More and more people are buying units in Pampanga, Batangas, specifically areas like Laiya and Nasugbu, and Tagaytay, with the latter being the most preferred location for a second home.
By Q3 2023, Tagaytay and Batangas exhibited the highest concentration of unit supply, with 8669 total units for Tagaytay, while Cavite has 7561 units. Out of the 30,281 new supply from Batangas, Bulacan, Cavite, Laguna, Pampanga, and Tagaytay, data showed 28.34% is attributed to Tagaytay while Cavite took up 24.22% of it.
With its proximity to Taal Lake, climate, and ongoing development of lifestyle hubs and shopping centers, Tagaytay remains to be a top choice among buyers looking for second homes. In 2023 alone, Cavite LGU reported 14,338,668 same-day visitors in September.
Apart from the robust tourism of the area, demand for residential units in this area is evident through the consistent price increase from 2020’s average selling rate of Php 92,411/sqm to Php 110,276/sqm in 2023.
Among Metro Luzon provinces as locations for second homes are
Pampanga, Bulacan, Cavite, Tagaytay, Laguna, and Batangas.
Cavite ended Q3 2023 with 24.96% of the total new stock for Metro Luzon, showcasing itself as a formidable option for a second home location. It is still an up-and-coming location, with an average selling price of Php 90,018/sqm, one of the lowest for Metro Luzon.
Pampanga’s price per sqm ranked the highest at Php 126,374 per month. Figures showed buyer demand in Clark, Pampanga with notable places such as Clark International Airport being the gateway for Filipinos living in Central and Northern Luzon.
As one of the key economic centers in the Philippines, Metro Manila remained the homestead of CBDs in Luzon. To keep work and life balance seamlessly, more and more people are living on the outskirts of Metro Manila, such as Bulacan, Cavite, and Laguna.

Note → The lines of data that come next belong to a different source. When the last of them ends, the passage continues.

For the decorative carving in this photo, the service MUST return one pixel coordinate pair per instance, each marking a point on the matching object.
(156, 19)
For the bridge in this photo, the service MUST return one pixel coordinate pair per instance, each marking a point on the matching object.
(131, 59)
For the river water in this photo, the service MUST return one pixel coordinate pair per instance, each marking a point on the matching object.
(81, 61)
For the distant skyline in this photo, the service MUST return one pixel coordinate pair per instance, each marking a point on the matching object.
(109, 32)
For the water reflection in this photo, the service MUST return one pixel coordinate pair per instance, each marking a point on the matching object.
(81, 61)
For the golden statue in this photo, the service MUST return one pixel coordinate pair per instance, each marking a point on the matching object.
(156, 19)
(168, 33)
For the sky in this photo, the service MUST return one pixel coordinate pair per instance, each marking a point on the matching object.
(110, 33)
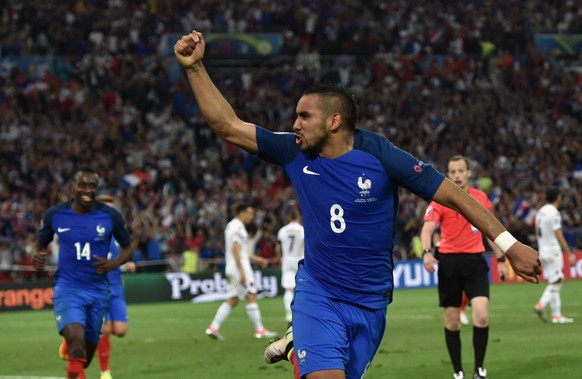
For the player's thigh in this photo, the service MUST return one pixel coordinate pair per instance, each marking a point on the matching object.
(69, 306)
(330, 335)
(236, 289)
(288, 278)
(117, 308)
(96, 312)
(553, 265)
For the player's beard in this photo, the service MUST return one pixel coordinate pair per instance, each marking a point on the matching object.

Despite the growing trend of living close to the metropolis for work, these three provinces still showed the lowest average price per unit in Metro Luzon, with 3.7M for Laguna; 2.9M for Bulacan; and 2.8M for Cavite. This explains that residents see these locations as temporary homes either for work or leisure purposes.
Meanwhile, rates in Pampanga, Laguna, and Tagaytay tell a different story. Pampanga emerged with the highest selling rate in the sought-after Metro Luzon areas, with a weighted average selling rate of Php 126,374/sqm. Tagaytay ranked second at Php 122,500/sqm followed by Laguna at Php 117,269/sqm.
The data underscores a clear preference among individuals for residences situated in proximity to tourist destinations, particularly those featuring expansive sandy beaches or vast terrains. In fact, these prices have gone up by 19.33% since 2020 in the following areas, driven by a growing demand for second homes, particularly in the form of residential leisure condos.
Residential leisure trends
By Q3 2023, 42% of residential units sold in Bulacan, Pampanga, Cavite,
Laguna, and Batangas were residential-leisure properties. Tagaytay and Laiya top the list.
Recent trends also revealed a growing preference for residential leisure in Metro Luzon areas such as Batangas, Cavite, Laguna, Pampanga and Tagaytay.
Investors purchased units at DMCI’s Solmera Coast in San Juan, Batangas and SM Prime’s Freia at Pico de Loro in Nasugbu, Batangas, which contributed 41% of sales in the total units sold.
In April 2023, 688,569 domestic travelers were recorded to have visited San Juan, Batangas alone. Nasugbu housed a total of 268,022 travelers, while Tagaytay had 436,508 tourists. These figures showcase the booming tourism industry in these destinations, underscoring their popularity among visitors.
This, in turn, has led to a 93% absorption rate in Q3 2022, 92% for Q1 2023, and finally, 93% for Q3 2023, this trend is expected to persist until 2024.
The Philippine real estate market is currently experiencing a robust phase characterized by an exponential demand for second homes and residential leisure condominiums outside the metropolitan areas.
In addition to the burgeoning appetite for luxury residential spaces in the Metro, there is a discernible shift in consumer preference, where individuals not only prioritize primary residences but also actively seek second homes outside of Metro Manila, designed for relaxation and leisure.